Pesanan Rijal sudah siap.
"Mas, makan di sini juga kan?"
"Iya, udah lapar, ntar nggak kuat nyetir, nggak nyampe pesantren malah mampir ke RS." Azam menirukan perkataan Rijal barusan.
"Naudzubillah," ucap Rijal.
Ia dan Azam kembali terkekeh.
"Aku tunggu di sana!" bisik Rijal.
Azam menyipitkan matanya.
Setelah pesanan Azam siap, ia tidak membawanya mendekati Rijal dan perempuan yang baru saja menolaknya.
"Mas, sini aja, makan sama-sama."
"Tasnya di sana. Lagian ntar ada yang hilang selera makan, saya ikutan gabung di situ. Azam melirik Arini.
Rijal tersenyum melihat Azam memainkan matanya.
Arini masih bergeming, tetap fokus pada buku yang sedang ia baca. Setelah mendengar kalimat Azam, ia menutup buku, memasukkannya ke dalam tas. Dan mulai mencicipi kuah rawon yang legendaris.
"Ngasih tau dia?" tanya Arini di sela makan.
"Enggak kok. Qodarullah."
Arini meneruskan santapannya. Azam menyelesaikan makan lebih dulu. Ia mendekat ke meja Rijal.
"Jal, pulang duluan ya."
Tidak seperti biasa, kali ini Azam tidak menyapanya. Namun Arini justru lega, meski sedikit pedih.
'Aku yakin dia akan lelah dan menjauhiku,' bisiknya dalam hati.

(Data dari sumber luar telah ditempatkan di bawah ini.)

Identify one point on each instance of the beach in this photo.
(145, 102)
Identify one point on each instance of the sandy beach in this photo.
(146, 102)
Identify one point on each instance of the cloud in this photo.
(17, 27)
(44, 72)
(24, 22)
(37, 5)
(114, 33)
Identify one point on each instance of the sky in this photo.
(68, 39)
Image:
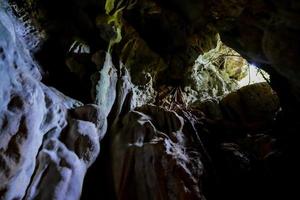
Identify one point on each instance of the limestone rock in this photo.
(154, 158)
(45, 150)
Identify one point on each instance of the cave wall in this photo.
(119, 56)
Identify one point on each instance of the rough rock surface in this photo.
(152, 150)
(140, 52)
(47, 140)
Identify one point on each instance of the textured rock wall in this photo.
(47, 140)
(119, 54)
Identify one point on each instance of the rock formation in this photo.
(156, 85)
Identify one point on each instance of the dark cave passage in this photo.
(149, 99)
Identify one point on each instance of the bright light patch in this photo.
(255, 75)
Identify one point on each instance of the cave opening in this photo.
(148, 99)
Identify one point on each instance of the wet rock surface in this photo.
(47, 140)
(159, 90)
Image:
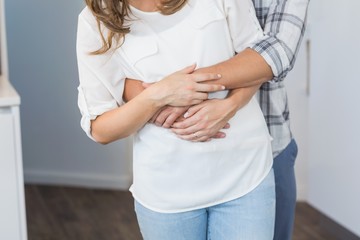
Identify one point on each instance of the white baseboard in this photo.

"Mbak." Panggil Rijal setelah punggung Azam tak terlihat.
"Iya."
"Mbak, kenapa sih nolak Mas Azam lagi?"
"Kok tau? O, iya iya paham." Arini mengunyah daging kambing yang telah dipotong dadu. Kuah rawon yang begitu nikmat ia seruput perlahan. "Kamu dan dia kan saling curhat."

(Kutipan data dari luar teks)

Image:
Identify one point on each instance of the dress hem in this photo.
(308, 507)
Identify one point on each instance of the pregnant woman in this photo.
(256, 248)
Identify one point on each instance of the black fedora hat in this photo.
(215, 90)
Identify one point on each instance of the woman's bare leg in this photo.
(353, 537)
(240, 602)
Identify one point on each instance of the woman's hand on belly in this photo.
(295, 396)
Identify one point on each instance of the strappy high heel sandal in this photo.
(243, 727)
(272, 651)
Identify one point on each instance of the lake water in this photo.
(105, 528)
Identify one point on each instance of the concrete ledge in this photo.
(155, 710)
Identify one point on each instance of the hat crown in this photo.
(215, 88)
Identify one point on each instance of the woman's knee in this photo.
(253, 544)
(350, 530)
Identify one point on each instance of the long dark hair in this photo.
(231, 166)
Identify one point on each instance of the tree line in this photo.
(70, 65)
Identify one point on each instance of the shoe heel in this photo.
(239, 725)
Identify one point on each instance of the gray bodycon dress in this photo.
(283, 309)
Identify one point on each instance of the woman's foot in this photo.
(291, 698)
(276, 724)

"Ya, nggak gitu juga kali."
"Hilangkan kebiasaanmu yang suka membicarakanku kepadanya. Oke?" ucap Arini tegas.
Rijal tidak menjawab, masih mengunyah gado-gado yang begitu lunak. Rasanya ia tidak mau berhenti.
"Denger, nggak?"
"Iya."
"Iya apa?"
"Iya nggak lagi."
"Nggak lagi apa?"
"Nggak lagi membicarakan Mbak ke Mas Azam."
Arini merasa puas. Rijal adalah tempat ia mengekspresikan rasa kesal. Ia bisa ngegas dan menampakkan kekesalannya dengan bebas.
Beberapa saat kemudian, Rijal bertanya dengan pertanyaan yang sama.
"Mbak, kenapa sih nolak Mas Azam? Padahal aku yakin, Mbak juga punya rasa yang sama."
"Nggak usah sok tau."
"Aku tau."
"Tau apa?"
"Waktu Ayah masih ada, Mbak pernah pulang kehujanan terus pingsan di pelukan Ibu. Itu habis ketemuan sama Mas Azam kan?"
Arini terbelalak, dari mana Rijal tau hal itu.